【2010/2/10上梓】五合庵烏有 著

RIPENESS OF A PERSIMMON




 "Autumn will soon be over," murmured Midori in bed, looking through the window of a sickroom. At a distance, red fallen leaves were whirling up and down in the wind, blowing rather strong in the gathering dusk. A few white clouds like pieces of cotton wool torn off were sailing across the dark sky. There was a horned moon hunging cold and unsteady.


 It was towards the end of April when the cherry blossoms had all but gone and the season of fresh green was just around the corner, that Midori was taken to hospital. A traffic accident had happened to her, with her left leg miserably fractured. Soon afterwards, she contracted appendicitis, and, what was worse, the part operated on began to suppurate, costing her such long confinement in bed in this room.

 She was in the third year of a junior high school.


 "Even if I can leave here in two or three weeks......," said she to herself, with a sigh.

 Now her lost time weighed heavily on her, and it cudgelled her brains how to catch up with the rest of her class, and she could not help growing irritable whenever it haunted her.
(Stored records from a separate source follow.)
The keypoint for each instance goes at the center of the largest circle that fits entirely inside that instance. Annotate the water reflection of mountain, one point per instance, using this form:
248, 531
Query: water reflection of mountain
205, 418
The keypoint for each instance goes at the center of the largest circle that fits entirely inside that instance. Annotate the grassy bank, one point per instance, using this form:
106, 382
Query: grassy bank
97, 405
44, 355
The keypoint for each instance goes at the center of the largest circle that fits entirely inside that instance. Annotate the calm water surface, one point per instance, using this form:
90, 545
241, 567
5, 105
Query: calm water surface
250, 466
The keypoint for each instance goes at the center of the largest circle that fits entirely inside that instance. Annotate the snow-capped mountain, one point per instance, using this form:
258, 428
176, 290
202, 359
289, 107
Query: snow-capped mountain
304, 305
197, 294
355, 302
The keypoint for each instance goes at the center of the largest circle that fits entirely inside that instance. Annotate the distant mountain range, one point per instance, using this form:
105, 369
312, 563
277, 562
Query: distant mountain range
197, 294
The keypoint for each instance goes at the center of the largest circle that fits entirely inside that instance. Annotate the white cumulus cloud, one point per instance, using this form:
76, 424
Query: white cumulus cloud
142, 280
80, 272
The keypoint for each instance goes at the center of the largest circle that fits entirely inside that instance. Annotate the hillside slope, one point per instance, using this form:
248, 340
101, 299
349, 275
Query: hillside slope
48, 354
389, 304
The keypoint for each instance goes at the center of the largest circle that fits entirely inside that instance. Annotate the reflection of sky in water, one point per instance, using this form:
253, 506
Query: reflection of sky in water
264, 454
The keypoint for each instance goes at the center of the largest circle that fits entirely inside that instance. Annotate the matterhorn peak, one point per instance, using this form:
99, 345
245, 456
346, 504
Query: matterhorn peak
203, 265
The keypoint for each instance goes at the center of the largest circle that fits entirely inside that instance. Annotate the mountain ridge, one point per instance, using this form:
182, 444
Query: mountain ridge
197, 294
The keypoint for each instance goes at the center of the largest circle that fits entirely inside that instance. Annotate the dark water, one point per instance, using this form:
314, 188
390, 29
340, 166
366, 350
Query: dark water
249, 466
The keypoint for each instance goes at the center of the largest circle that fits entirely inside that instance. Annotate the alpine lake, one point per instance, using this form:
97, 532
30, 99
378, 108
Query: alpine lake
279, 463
 Midori was gay by nature, and there was nobody who knew her but liked her as a girl a little wilful, a little mischievous and a little meddlesome, but very lovely. However, very few of her classmates so far visited her since the second term had begun, nor did so much as her close friend Akiko at all for these thirty days. It made her feel lonelier. Did they keep her at a distance?--then, for what reason? she wondered, or were they considerate enough to pay as few visits as they could for her rest and quick recovery?


 In this thought and that, she went round and round about almost endlessly until at last she came to one conclusion that, since there was no one or nothing for her to be wilful or meddlesome about, she could enjoy solitude, far from company of any sort, and do nothing but think, read and study for herself.


 It made her less and less uneasy and regained her presence of mind. Lying thus in bed, she often thought of those days of long sunshine, especially in May, when she used to wander about as her fancy dictated, with her beloved dog; sometimes listening to a brook babbling on the pebbles, or skylarks soaring and singing in the blue sky, sometimes feasting her eyes with fresh verdure in light and shade, slowly undulating like the wavelets of spring sea, as far as the eye could reach........


 May was more to her liking than any other of the year; convincingly, a month as gay and bright on its front as she, but, seen in the depth, as it were, of something like sadness after the fulness of joy which she might feel when now left alone in bed. In May, young fresh green, so sober and heart-soothing that it would tune her mind to calm thoughtfulness; with her, solitude to adapt her to it, as long as her confinement in bed would last. Whether or not she felt something therein in common with as inclination or another phase as yet hidden of her personality, there was, perhaps, no denying that the accident was the origin to which her mind's development coming to this could be traced.


 As days went on, the fewer visited her, the more conscious she became of her true self to think deep and study hard. There was a process seen there of a young persimmon growing gradually into ripeness.


 The sickroom might be scarcely so large as to let her walk at will, but was large enough for her fancy to, with Nature's favors to be arranged month by month outside the window.

 Soon autumn would be over as she murmured, and the dark, dreary days of winter take its place, but, never trespassed on by anyone or anything, she would in imagination wander about all the oftener, beneath an azure sky of May, over green field, pasture and hill.


 Half a year or so after she had been taken to hospital, it was not unreasonable that she should have come to feel rather grateful for her accident at heart.